The starting point is an electrocardiogram (ECG), a quick, painless test where sticky patches on your chest record your heart’s electrical activity. It can reveal if the heart is beating too fast, too slow, or irregularly, but only captures what’s happening in that moment. If your palpitations are infrequent, a normal ECG doesn’t rule anything out.
For palpitations that happen daily or nearly daily, a Holter monitor is the next step. This is a portable ECG device you wear for one to two days while going about your normal life. It records every heartbeat during that window, catching irregularities that a brief office ECG would miss.
If episodes happen less than once a week, an event recorder is more practical. You wear it for up to 30 days and press a button when you feel symptoms. The device captures the heart’s rhythm at that moment, giving your doctor a snapshot of exactly what your heart is doing when you feel the palpitation. Some smartwatches now offer basic ECG monitoring that can serve a similar purpose, though they’re less precise than medical-grade devices.
An echocardiogram, which uses ultrasound to create moving images of the heart, may be ordered if your doctor suspects a structural problem, like a valve issue or thickened heart muscle, contributing to the palpitations.
Reducing Palpitations on Your Own
For palpitations without an underlying medical cause, lifestyle changes are the primary treatment. Limiting alcohol to no more than three drinks per week (or eliminating it entirely) significantly reduces episodes in people prone to rhythm disturbances. Cutting back on caffeine is worth trying if you suspect sensitivity, though you don’t necessarily need to quit entirely. Staying well hydrated, managing stress through regular exercise or relaxation techniques, and getting consistent sleep all help stabilize heart rhythm. Brisk walking for about 150 minutes per week has protective effects against recurrent rhythm problems.
When palpitations strike, some people find relief through vagal maneuvers, techniques that stimulate the vagus nerve and can slow a racing heart. The most common is the Valsalva maneuver: lie on your back, take a deep breath, then bear down as if exhaling hard against a closed mouth and nose for 10 to 30 seconds. It should feel like trying to push air through a blocked straw. Another approach is the diving reflex, where you submerge your face in ice-cold water or press an ice-cold wet towel against your face. These techniques work best for certain types of fast heart rhythms and should be discussed with your doctor before you try them regularly.

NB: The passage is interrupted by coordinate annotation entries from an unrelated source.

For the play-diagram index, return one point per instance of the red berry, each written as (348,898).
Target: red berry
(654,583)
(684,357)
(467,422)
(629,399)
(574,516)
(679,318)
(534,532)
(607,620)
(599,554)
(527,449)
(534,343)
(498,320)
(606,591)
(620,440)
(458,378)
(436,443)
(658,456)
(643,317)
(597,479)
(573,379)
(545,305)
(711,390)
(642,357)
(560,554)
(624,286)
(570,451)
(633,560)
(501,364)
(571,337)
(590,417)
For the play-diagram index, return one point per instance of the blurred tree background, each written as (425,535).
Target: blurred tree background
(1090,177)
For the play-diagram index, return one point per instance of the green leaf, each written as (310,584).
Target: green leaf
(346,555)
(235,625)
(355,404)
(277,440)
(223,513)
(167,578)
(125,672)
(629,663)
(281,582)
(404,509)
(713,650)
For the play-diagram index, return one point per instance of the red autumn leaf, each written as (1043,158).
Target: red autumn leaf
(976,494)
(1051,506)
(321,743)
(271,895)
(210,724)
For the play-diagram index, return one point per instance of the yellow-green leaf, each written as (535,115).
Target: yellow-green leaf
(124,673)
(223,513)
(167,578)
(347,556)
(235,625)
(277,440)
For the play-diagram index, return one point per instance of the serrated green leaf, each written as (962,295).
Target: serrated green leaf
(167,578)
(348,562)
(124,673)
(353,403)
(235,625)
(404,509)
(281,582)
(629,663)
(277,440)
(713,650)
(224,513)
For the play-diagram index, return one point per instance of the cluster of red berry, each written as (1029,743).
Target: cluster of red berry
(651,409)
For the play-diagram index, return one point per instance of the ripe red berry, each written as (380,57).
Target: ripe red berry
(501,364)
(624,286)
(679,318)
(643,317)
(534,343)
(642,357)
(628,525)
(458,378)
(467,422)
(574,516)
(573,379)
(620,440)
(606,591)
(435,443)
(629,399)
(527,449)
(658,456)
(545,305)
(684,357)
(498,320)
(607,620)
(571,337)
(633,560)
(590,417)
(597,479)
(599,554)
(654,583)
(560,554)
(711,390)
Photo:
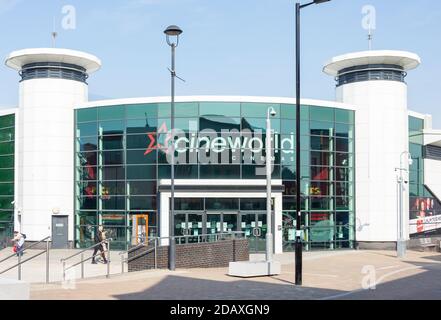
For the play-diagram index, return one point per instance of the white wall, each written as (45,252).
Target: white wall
(381,135)
(46,152)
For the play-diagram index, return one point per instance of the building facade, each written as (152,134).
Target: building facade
(69,164)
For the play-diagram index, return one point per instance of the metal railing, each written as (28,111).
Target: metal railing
(81,262)
(207,237)
(214,237)
(20,262)
(143,244)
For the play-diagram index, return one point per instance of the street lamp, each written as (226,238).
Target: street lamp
(298,245)
(172,32)
(269,170)
(401,241)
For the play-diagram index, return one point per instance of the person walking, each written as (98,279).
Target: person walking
(19,241)
(98,240)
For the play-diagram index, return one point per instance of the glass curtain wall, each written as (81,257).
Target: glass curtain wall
(120,156)
(7,162)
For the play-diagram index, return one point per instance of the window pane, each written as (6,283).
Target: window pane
(141,172)
(228,109)
(189,204)
(109,188)
(111,112)
(113,203)
(320,143)
(219,123)
(6,162)
(140,157)
(112,127)
(142,126)
(142,203)
(86,115)
(113,173)
(320,158)
(221,204)
(259,110)
(113,142)
(187,109)
(220,172)
(142,111)
(322,114)
(87,129)
(142,187)
(345,116)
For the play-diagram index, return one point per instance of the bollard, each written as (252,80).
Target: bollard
(82,266)
(47,261)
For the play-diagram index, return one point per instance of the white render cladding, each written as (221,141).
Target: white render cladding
(45,137)
(381,132)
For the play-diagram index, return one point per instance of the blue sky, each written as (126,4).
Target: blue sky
(229,47)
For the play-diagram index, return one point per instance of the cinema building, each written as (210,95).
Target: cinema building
(68,164)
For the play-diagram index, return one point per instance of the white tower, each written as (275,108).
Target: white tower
(53,82)
(374,83)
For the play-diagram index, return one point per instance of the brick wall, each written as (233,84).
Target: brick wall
(192,255)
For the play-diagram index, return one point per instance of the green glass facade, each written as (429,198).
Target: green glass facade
(7,161)
(120,157)
(422,203)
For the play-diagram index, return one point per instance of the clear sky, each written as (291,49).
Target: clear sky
(229,47)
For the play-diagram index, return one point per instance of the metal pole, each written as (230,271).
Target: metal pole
(82,266)
(172,251)
(47,261)
(108,259)
(156,258)
(298,245)
(19,265)
(269,154)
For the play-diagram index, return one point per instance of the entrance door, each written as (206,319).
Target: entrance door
(140,228)
(255,227)
(190,225)
(60,230)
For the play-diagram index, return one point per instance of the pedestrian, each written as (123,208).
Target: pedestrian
(99,245)
(19,241)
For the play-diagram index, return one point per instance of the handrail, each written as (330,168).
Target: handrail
(63,261)
(20,263)
(31,246)
(87,249)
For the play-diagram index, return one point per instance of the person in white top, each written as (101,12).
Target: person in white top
(19,240)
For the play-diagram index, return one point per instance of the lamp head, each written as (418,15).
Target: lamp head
(272,112)
(173,31)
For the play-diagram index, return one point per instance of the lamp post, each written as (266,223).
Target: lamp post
(172,32)
(269,170)
(401,242)
(298,244)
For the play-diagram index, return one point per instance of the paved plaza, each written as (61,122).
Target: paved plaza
(327,276)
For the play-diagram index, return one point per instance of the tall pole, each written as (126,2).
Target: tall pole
(298,244)
(172,251)
(269,155)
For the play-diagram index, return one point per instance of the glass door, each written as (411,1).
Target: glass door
(213,225)
(194,227)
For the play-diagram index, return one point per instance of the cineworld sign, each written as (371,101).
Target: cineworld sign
(226,147)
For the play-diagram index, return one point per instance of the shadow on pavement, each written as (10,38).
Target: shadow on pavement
(184,288)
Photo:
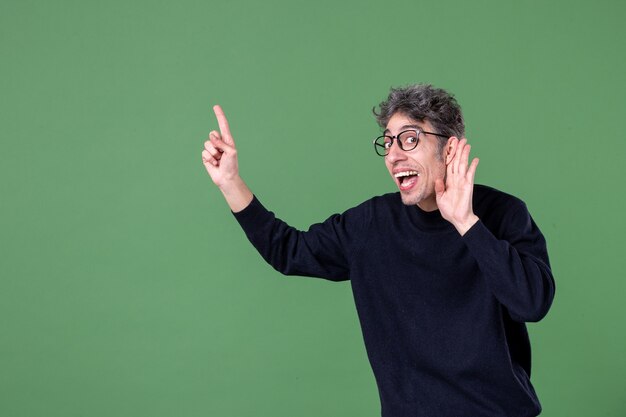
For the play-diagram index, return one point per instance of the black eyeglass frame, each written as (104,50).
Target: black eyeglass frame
(386,150)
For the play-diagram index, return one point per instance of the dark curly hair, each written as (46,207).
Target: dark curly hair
(423,102)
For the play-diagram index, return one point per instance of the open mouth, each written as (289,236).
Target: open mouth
(406,179)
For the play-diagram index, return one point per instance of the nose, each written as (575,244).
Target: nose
(395,153)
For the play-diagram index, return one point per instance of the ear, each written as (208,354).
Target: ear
(450,149)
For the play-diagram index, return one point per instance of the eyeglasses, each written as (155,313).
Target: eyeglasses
(407,141)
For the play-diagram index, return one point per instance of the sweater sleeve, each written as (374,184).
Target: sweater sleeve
(323,251)
(515,264)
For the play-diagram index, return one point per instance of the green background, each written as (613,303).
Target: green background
(126,287)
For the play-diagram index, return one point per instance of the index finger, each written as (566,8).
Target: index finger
(221,120)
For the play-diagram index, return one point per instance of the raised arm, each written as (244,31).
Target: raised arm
(220,160)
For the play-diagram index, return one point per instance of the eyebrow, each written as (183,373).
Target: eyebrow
(405,127)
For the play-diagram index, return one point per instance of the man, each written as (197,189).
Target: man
(444,273)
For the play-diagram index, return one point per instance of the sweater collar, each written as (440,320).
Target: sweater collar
(426,220)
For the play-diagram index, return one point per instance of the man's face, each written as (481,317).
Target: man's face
(424,160)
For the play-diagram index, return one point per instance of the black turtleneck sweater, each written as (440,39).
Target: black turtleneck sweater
(442,314)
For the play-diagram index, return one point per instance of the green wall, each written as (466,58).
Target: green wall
(126,287)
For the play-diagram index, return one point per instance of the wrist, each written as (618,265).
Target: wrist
(237,194)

When Palpitations Are Serious
Most palpitations are benign, but certain accompanying symptoms change the picture. Palpitations paired with chest pain lasting more than a few minutes, dizziness or fainting, or significant shortness of breath require emergency medical attention. These combinations can indicate a dangerous arrhythmia or another cardiac event that needs immediate treatment.
Palpitations that consistently happen during physical exertion rather than at rest, episodes that last many minutes without stopping, or a resting heart rate that stays above 100 beats per minute also warrant medical evaluation. A family history of sudden cardiac death or inherited heart conditions lowers the threshold for getting checked out. For most people, though, palpitations are a manageable nuisance rather than a sign of serious disease, and identifying your personal triggers goes a long way toward making them less frequent and less frightening.